Spring '23 results - Sparse Image and dual IMU localization for AR glasses

Visual Odometry

The inceptionNet-based model produces similar results to the ResNet-based model with nearly half the number of FLOPs. Thus, we went ahead with InceptionNet architecture itself to train on the Smith Hall dataset collected using Aria glasses.

The metrics used here are RMSE (Root Mean Square Error) over position and orientation error in terms of the difference in degrees between predicted and ground truth. As we can see, the position and orientation error using Visual Odometry is pretty low.

The model has been tested on 2 completely different datasets. The King’s College dataset is an outdoor dataset with a variety of difficult scenarios like motion blur, a clutter of pedestrians, and varying lighting conditions. On the other hand, the Smith Hall dataset is an indoor dataset that has very few keypoint features in certain areas and dim lighting as well. Thus, the Visual only odometry module performs robustly.

Inertial Odometry

These are the results from our Inertial-only module which has been tested on 3 datasets to showcase robustness.

The metric used for measuring orientation error is the RMSE between the predicted quaternions and the ground truth quaternions.

For position error, we use Absolute Trajectory Error (ATE) which is the RMSE between corresponding points in the estimated and ground truth trajectories. This is a measure of global consistency and usually increases with trajectory length.

Combined Low-Power Visual-Inertial Odometry

Plot showing an increase of error and decrease of FLOPS by reducing the frequency of VO module utilization

In order to capitalize on the pros of each component, we aim to utilize the accurate Visual Odometry (VO) module at fixed intervals of time in order to reset the low-power Inertial Odometry (IO) module.

We are gradually reducing the frequency of using VO for pose prediction. At every i^th second, we are using the VO prediction instead of the IO prediction and resetting the IO module using this prediction. Thus, we see that as we remove the dependency on VO, the position and orientation error keeps increasing as expected. These experiments have been performed on the Smith Hall dataset.

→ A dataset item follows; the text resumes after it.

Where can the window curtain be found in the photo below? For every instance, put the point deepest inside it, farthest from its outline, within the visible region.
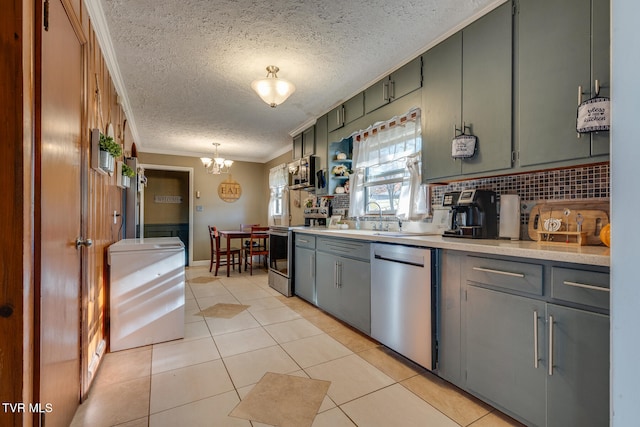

The plot also notes the Floating Point Operations Per Second (FLOPS) of our system. FLOPS is a reliable way of reporting how power-hungry and latency-causing a module is. Thus, we note that as we keep reducing the usage frequency of the VO module, the FLOPS also reduces. This is because the FLOPS for the VO module is 2 G and for the IO is 471 K. The VO module has higher latency than the IO module.

Thus, we conclude that using VO intermittently enables improved accuracy of the IO method.